Iteration 1 (concluded with recording on 12th of October)

Those are initial changes implemented in PoC and presented via https://youtu.be/mUcALjn-yqQ.

  1. Application behavior: Focuses on modeling how GitLab would work in something similar to the described architecture.
  2. Focus on unknowns: Chooses to ignore all known problems since we know how they could be solved, with significant amount of effort
  3. Classify tables: There are currently manual WIP to classify what could be part of gitlab_users. This PoC does implemented a more systematic approach by building a complete reference map between all tables (~500), adds context (pod or cluster) to identify references (related or external). Based on that rebuild and provide a list of tables that are cluster-wide or pod-local.
  4. Foreign keys: Gets rid of foreign keys between cluster-wide and pod-tables.
  5. Use PostgreSQL schema: Based on tables classification, do create PostgreSQL schemas (context, pod_N) to limit data visibility between "virtual Pods". This is needed to model how application would work if it would have access to data only in pod_0 and context
  6. Implement many Pods: It does create two Pods with a set of Cluster-wide tables with the help of PostgreSQL schemas
  7. Switch Pods: Extend performance bar to be able to dynamically switch between Pods to quickly test different features
  8. Passthrough Pod into Sidekiq: Any operation triggering Sidekiq Worker will passthrough Pod specification to allow workers to executed against selected Pod.

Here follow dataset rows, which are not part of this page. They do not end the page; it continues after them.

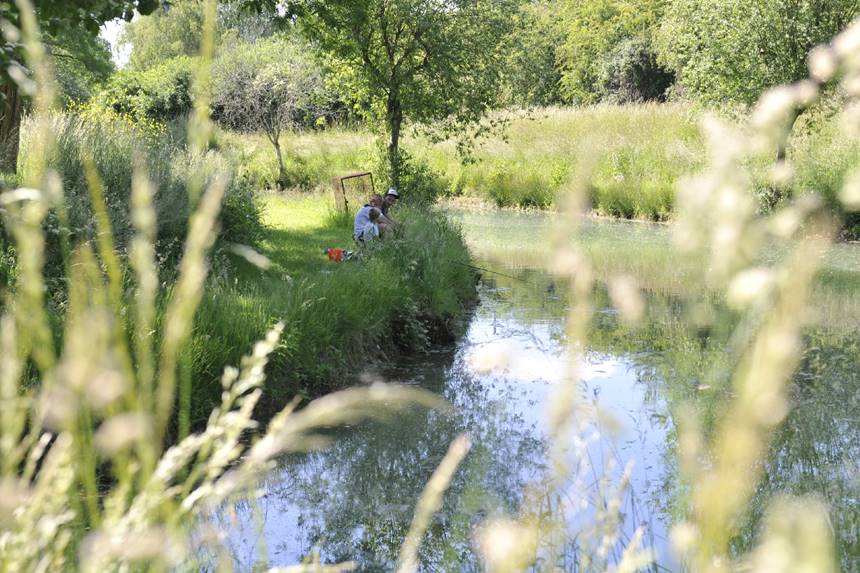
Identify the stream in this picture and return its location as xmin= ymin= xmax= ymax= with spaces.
xmin=219 ymin=211 xmax=860 ymax=571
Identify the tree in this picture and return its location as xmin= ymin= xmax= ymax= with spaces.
xmin=656 ymin=0 xmax=860 ymax=104
xmin=500 ymin=0 xmax=563 ymax=107
xmin=278 ymin=0 xmax=517 ymax=186
xmin=120 ymin=0 xmax=203 ymax=70
xmin=0 ymin=0 xmax=160 ymax=171
xmin=212 ymin=35 xmax=325 ymax=186
xmin=558 ymin=0 xmax=665 ymax=104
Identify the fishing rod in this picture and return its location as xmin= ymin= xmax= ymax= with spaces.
xmin=448 ymin=259 xmax=531 ymax=284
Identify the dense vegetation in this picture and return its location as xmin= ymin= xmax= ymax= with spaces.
xmin=0 ymin=0 xmax=860 ymax=572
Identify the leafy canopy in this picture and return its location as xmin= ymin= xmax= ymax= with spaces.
xmin=656 ymin=0 xmax=860 ymax=104
xmin=558 ymin=0 xmax=665 ymax=104
xmin=293 ymin=0 xmax=517 ymax=156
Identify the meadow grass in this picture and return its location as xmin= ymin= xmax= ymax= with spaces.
xmin=188 ymin=194 xmax=475 ymax=421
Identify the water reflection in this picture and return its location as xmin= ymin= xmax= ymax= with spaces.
xmin=220 ymin=211 xmax=860 ymax=571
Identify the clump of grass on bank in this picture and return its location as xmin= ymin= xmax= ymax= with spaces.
xmin=428 ymin=104 xmax=704 ymax=220
xmin=18 ymin=108 xmax=260 ymax=266
xmin=188 ymin=195 xmax=475 ymax=421
xmin=219 ymin=129 xmax=374 ymax=190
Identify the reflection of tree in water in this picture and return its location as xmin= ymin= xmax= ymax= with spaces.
xmin=258 ymin=350 xmax=543 ymax=571
xmin=738 ymin=331 xmax=860 ymax=572
xmin=591 ymin=295 xmax=860 ymax=571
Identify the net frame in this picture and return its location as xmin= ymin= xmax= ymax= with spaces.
xmin=332 ymin=171 xmax=376 ymax=213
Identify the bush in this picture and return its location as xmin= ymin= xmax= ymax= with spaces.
xmin=599 ymin=37 xmax=675 ymax=103
xmin=190 ymin=198 xmax=475 ymax=417
xmin=370 ymin=143 xmax=448 ymax=205
xmin=95 ymin=56 xmax=197 ymax=122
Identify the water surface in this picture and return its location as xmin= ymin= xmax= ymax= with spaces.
xmin=224 ymin=213 xmax=860 ymax=571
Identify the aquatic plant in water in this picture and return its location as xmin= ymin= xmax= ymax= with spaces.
xmin=0 ymin=0 xmax=860 ymax=572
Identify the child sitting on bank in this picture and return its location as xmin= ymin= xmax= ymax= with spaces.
xmin=359 ymin=207 xmax=382 ymax=243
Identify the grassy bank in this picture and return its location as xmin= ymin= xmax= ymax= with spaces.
xmin=187 ymin=195 xmax=475 ymax=423
xmin=227 ymin=104 xmax=860 ymax=231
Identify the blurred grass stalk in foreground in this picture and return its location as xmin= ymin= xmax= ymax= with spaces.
xmin=0 ymin=0 xmax=860 ymax=572
xmin=470 ymin=15 xmax=860 ymax=573
xmin=0 ymin=0 xmax=454 ymax=572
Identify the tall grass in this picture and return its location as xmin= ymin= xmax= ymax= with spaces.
xmin=0 ymin=0 xmax=454 ymax=572
xmin=18 ymin=108 xmax=259 ymax=262
xmin=0 ymin=0 xmax=860 ymax=573
xmin=189 ymin=195 xmax=475 ymax=420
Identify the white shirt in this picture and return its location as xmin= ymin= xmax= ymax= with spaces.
xmin=352 ymin=205 xmax=373 ymax=239
xmin=360 ymin=221 xmax=379 ymax=241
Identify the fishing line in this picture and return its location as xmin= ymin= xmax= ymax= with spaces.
xmin=448 ymin=259 xmax=531 ymax=284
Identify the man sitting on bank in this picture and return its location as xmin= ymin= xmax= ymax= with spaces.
xmin=379 ymin=187 xmax=400 ymax=234
xmin=352 ymin=187 xmax=400 ymax=242
xmin=352 ymin=195 xmax=384 ymax=243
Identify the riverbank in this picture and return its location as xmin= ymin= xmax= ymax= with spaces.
xmin=227 ymin=102 xmax=860 ymax=230
xmin=186 ymin=194 xmax=476 ymax=425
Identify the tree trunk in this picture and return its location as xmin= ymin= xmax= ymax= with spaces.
xmin=387 ymin=96 xmax=403 ymax=187
xmin=0 ymin=82 xmax=24 ymax=173
xmin=270 ymin=136 xmax=287 ymax=191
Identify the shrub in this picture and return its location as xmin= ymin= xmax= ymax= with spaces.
xmin=598 ymin=37 xmax=675 ymax=103
xmin=95 ymin=56 xmax=197 ymax=121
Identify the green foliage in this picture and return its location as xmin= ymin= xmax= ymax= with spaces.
xmin=656 ymin=0 xmax=860 ymax=104
xmin=293 ymin=0 xmax=516 ymax=184
xmin=599 ymin=37 xmax=675 ymax=103
xmin=190 ymin=196 xmax=475 ymax=417
xmin=47 ymin=27 xmax=114 ymax=105
xmin=499 ymin=0 xmax=563 ymax=107
xmin=120 ymin=0 xmax=204 ymax=71
xmin=369 ymin=145 xmax=448 ymax=206
xmin=95 ymin=56 xmax=197 ymax=122
xmin=558 ymin=0 xmax=666 ymax=104
xmin=212 ymin=35 xmax=328 ymax=188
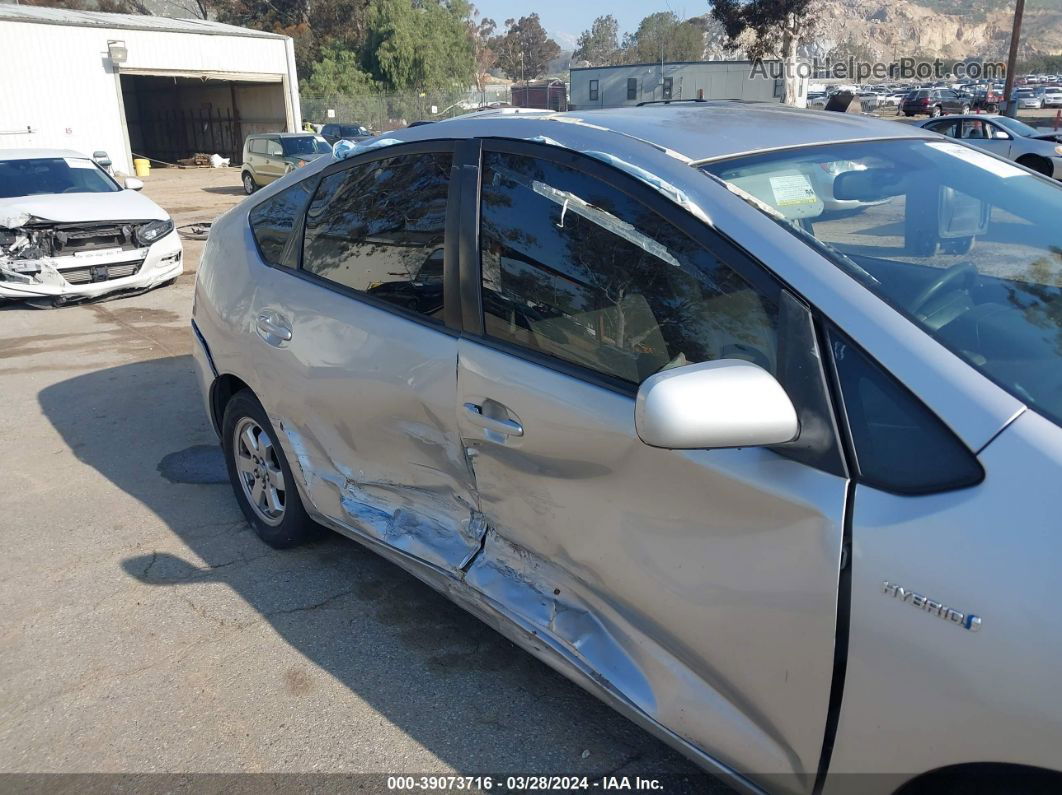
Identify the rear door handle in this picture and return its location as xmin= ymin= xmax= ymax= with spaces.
xmin=465 ymin=403 xmax=524 ymax=436
xmin=255 ymin=312 xmax=291 ymax=348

This follows write-sync approach: where all Pods can write to cluster-wide tables.

  1. A pod_N in general uses DB replica, but can write write to cluster-wide tables directly by connecting to primary database => a region can probbly work fine with this approach
  2. A set of cluster-wide tables is under public schema
  3. A pod specific tables is under pod_0 and pod_1 schema
  4. A Rack/Sidekiq Middleware is added to configure connection.schema_search_path = "public,pod_0|pod_1" depending on selected_pod Cookie to model switching organizations

(click image to expand)

Iteration 2 (in progress)

Those are additional changes implemented in this PoC to continue solution validation. Yet to be presented.

  1. Router: Implement router to send pre-flight requests and path_info classification on Rails side: !102553 (merged).
  2. GitLab-Shell and Gitaly: Fix support for Git Push and make it work with Router.
  3. PreventClusterWrites: Implement mechanism to model async writes approach: where only Pod 0 can write to cluster-wide tables.
  4. QA: Work on fixing as many QA tests as possible.

This follows write-async approach: where only Pod 0 can write to cluster-wide tables.

  1. A pod_N always uses DB replica of cluster-wide tables and is expecting to observe latency on those tables to up-to 500ms => a region-first approach
  2. A set of cluster-wide tables is under public schema
  3. A pod specific tables is under pod_0 and pod_1 schema
  4. A Rack/Sidekiq Middleware is added to configure connection.schema_search_path = "public,pod_0|pod_1" depending on selected_pod Cookie to model switching organizations
  5. Only pod_0 can write to cluster-wide tables: this is enforced by PreventClusterWrites Query Analyzer
  6. The pod_N forwards write calls via API to pod_0: this is currently modelled by suppressing PreventClusterWrites in a place where the write happens to identify places required to be changed
  7. Some endpoints are forced by served by pod_0, like /admin, or /-/profile that require cluster-wide access.

(click image to expand)

What problems it ignores as we know that we can solve them?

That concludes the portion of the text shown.